Dari segi hukum, Mahfud menjelaskan, sengketa terkait proses, administrasi, dan hasil pemilu sudah diatur tersendiri dalam hukum.
Adapun jika terjadi sengketa setelah pemungutan suara atau sengketa hasil pemilu maka menjadi kompetensi Mahkamah Konstitusi (MK).
Mahfud berujar, tidak pengadilan umum tidak memiliki kompetensi untuk menangani kasus tersebut.
“Perbuatan melawan hukum secara perdata tidak bisa dijadikan objek terhadap KPU dalam pelaksanaan pemilu,” kata dia.
Poin selanjutnya, kata Mahfud, hukuman penundaan pemilu atau semua prosesnya tidak bisa dijatuhkan oleh PN sebagai kasus perdata.
Dia menegaskan tidak ada hukuman penundaan pemilu yang bisa ditetapkan PN.

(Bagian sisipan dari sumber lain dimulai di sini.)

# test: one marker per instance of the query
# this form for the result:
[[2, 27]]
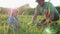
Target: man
[[46, 9]]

Menurut UU, penundaan pemungutan suara dalam pemilu hanya dapat dilakukan KPU untuk daerah-daerag tertentu yang bermasalah—sebagai alasan spesifik, bukan untuk seluruh Indonesia.
“Menurut saya, vonis PN tersebut tidak bisa dimintakan eksekusi Harus dilawan secara hukum dan rakyat bisa menolak secara massif jika akan dieksekusi,” tutur Mahfud. “Mengapa? karena hak melakukan pemilu bukan hak perdata KPU.’
Penundaan pemilu hanya karena gugatan perdata parpol, menurut Mahfud, bukan hanya bertentangan dengan Undang-Undang.
Namun, bertentangan dengan konstitusi yang telah menetapkan pemilu dilaksanakan 5 tahun sekali.